Port Royal Golf Course was designed in 1970 by renowned architect Robert Trent Jones Sr. and after a $15.9 million renovation in 2009 by Robert Rulewich, a Jones protégé, it was lengthened to 6,842 yards in order to host the 2009, 2010, 2011 and 2012 PGA Grand Slam of Golf.
This course definitely has a more ‘modern feel’ with a new computerized irrigation system, rebuilt TifEagle greens and professional Proangle sand. Without a doubt, it has been perfectly redesigned to support tournament golf and avid fans with wide fairways and big amphitheater greens. Even though holes #2 through #6 are relatively flat, for the most part this layout offers undulating terrain and dramatic ocean-side cliffs. Holes #7 through #9 have amazing ocean views but it’s the 10th green and 11th tee block that offer the best perspective of the entire course. Hole #16 is undoubtedly one of the all-time great par 3’s and is very reminiscent of the infamous Pebble Beach #7. At 142 yards from the whites (or 180 from the blues), you are faced with a daunting iron shot that hugs the edge of a coastal cliff and needs to carry across a chasm to a green that’s perched on a cliff jutting out into the ocean.

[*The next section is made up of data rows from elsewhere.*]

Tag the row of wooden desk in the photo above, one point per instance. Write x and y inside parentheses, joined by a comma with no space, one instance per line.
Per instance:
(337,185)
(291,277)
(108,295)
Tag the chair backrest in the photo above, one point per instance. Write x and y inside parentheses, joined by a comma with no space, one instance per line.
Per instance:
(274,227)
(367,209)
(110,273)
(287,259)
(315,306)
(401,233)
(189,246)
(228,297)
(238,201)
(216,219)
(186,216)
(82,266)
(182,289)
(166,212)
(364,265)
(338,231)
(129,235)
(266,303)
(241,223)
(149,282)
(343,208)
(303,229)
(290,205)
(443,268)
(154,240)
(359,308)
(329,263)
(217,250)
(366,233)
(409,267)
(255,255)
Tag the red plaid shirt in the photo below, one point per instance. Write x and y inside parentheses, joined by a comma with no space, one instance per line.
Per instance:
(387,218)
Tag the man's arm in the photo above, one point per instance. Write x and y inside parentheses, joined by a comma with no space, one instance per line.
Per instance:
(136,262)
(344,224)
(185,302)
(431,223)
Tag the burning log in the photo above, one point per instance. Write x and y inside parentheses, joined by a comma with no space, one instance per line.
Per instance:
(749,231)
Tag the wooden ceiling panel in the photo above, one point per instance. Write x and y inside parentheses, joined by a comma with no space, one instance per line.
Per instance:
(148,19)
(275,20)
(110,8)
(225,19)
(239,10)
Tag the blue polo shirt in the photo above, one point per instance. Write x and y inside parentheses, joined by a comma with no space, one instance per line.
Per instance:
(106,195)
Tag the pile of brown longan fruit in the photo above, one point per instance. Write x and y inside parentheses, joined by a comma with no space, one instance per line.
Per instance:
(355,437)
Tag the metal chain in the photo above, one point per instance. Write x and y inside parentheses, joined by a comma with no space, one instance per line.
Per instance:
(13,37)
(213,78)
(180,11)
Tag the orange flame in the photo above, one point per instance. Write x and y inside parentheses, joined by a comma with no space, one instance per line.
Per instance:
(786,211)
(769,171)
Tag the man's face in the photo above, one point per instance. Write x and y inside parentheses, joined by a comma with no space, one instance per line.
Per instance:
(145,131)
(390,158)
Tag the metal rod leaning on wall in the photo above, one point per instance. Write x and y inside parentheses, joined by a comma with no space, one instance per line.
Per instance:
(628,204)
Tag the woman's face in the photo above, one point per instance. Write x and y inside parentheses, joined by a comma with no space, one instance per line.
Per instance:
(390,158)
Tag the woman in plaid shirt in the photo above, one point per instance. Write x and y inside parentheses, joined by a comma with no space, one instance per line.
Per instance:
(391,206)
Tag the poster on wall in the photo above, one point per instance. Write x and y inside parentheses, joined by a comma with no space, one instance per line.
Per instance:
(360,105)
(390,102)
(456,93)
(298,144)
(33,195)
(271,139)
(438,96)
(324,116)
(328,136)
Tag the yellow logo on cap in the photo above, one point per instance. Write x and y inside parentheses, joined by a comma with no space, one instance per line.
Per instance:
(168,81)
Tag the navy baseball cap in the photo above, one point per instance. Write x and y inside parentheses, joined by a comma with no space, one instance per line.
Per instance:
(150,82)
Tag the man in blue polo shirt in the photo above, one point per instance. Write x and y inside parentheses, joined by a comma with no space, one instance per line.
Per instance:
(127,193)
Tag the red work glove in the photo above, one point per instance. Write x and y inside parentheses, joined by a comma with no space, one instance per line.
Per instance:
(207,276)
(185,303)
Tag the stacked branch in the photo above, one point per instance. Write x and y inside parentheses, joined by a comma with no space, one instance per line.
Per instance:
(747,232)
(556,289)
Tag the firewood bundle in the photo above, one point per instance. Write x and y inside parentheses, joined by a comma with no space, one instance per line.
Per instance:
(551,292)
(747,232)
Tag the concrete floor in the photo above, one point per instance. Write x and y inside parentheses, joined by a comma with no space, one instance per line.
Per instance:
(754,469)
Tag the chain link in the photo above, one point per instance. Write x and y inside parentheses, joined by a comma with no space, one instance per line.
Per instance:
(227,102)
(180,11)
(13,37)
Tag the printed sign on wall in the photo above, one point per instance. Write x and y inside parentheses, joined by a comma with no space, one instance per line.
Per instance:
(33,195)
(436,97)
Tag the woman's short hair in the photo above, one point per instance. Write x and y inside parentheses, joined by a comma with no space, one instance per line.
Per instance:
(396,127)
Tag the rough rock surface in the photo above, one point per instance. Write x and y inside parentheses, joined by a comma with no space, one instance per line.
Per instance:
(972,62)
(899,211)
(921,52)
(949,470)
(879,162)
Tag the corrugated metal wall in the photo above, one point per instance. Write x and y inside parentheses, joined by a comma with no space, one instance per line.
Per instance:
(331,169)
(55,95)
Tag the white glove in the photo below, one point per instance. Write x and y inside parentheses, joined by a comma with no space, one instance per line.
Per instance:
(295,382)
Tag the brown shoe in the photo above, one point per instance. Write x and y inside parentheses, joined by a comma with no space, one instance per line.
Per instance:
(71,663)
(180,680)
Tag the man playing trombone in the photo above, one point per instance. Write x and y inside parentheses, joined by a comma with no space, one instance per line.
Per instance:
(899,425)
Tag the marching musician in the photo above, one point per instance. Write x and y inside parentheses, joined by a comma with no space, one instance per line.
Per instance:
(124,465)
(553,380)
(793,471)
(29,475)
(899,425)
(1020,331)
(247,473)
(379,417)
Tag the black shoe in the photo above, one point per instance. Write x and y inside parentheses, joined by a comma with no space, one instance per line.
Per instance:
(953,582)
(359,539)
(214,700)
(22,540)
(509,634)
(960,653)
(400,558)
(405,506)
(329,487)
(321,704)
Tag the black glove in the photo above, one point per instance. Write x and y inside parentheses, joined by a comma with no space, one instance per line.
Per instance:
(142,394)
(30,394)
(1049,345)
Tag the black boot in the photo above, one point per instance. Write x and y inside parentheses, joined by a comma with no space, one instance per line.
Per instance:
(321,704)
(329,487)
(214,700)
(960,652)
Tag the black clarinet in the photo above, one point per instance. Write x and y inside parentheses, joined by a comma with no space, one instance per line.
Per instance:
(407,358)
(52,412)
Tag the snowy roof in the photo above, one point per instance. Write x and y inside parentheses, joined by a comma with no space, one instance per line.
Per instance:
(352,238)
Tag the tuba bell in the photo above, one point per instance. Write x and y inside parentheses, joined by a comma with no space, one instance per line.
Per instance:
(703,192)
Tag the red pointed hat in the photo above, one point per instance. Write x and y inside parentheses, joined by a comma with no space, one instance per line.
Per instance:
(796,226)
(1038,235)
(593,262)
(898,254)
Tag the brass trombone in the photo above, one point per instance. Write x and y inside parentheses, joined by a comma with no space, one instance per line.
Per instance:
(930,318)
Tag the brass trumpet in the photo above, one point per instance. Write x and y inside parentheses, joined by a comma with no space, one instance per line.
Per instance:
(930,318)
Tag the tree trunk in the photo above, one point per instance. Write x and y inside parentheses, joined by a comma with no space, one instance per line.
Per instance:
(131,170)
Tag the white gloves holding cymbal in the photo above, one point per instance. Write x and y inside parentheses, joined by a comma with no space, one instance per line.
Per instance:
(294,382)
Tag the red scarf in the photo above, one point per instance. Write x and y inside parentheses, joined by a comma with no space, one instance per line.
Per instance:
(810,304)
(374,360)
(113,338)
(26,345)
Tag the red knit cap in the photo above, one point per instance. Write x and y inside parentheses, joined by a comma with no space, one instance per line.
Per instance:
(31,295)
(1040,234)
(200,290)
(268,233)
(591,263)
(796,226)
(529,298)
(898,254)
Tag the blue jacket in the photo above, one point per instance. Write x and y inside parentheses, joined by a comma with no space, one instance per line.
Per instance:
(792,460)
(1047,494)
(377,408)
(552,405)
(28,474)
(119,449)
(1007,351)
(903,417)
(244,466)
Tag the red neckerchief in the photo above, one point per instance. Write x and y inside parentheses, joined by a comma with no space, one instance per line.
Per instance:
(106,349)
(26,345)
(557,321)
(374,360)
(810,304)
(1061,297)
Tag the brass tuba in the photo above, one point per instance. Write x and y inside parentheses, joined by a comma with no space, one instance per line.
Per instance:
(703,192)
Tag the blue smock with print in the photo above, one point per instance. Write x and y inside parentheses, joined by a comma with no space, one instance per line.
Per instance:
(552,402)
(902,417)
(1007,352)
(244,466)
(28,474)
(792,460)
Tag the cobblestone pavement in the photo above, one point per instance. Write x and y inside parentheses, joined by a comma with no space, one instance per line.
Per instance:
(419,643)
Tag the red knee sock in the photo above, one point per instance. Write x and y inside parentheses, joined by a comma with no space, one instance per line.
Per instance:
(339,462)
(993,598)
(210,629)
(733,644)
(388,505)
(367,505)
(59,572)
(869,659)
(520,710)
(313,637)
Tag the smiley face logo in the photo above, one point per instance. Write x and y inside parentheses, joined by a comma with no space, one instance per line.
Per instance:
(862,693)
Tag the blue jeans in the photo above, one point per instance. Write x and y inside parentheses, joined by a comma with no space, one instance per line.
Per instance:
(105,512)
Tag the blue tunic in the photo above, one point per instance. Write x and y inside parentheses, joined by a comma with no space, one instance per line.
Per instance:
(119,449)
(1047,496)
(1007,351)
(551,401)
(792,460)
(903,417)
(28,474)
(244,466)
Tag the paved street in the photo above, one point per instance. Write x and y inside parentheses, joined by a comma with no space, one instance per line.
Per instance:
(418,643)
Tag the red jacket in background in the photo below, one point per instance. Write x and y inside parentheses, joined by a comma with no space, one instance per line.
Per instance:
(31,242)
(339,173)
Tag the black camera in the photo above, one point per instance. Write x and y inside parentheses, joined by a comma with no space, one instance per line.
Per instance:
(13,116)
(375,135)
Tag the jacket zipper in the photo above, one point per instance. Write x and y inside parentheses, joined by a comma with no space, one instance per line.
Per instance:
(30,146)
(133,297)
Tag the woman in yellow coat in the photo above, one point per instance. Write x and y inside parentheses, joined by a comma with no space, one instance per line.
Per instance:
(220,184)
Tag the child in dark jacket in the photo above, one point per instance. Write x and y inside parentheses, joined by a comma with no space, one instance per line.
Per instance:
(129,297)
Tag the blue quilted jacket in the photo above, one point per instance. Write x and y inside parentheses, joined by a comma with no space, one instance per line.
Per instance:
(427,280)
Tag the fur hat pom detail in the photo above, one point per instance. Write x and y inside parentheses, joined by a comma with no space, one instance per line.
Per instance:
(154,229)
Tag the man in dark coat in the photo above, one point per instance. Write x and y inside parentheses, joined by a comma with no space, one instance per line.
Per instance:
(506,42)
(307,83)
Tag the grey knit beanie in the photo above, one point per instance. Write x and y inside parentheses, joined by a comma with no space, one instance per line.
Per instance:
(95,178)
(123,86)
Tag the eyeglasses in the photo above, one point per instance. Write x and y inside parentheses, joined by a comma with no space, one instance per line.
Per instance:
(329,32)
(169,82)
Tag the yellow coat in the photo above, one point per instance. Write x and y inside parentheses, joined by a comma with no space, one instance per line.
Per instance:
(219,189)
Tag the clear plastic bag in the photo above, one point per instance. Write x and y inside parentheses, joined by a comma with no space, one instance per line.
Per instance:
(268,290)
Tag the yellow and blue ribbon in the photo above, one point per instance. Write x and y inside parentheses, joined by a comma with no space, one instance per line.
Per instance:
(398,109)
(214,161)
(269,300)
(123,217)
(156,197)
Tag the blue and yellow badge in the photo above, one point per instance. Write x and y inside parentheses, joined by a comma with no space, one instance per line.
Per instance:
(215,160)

If the wind kicks, up as it usually does, then your club selection could vary by 4 or 5 clubs. This is definitely a Kodak moment! This course was in perfect condition and is rated one of the worlds’ premier public golf layouts offering breathtaking tropical landscape, sweeping ocean vistas and one of the greatest holes in golf. $145USD for 18 holes plus $32 each for a power cart. But there is more…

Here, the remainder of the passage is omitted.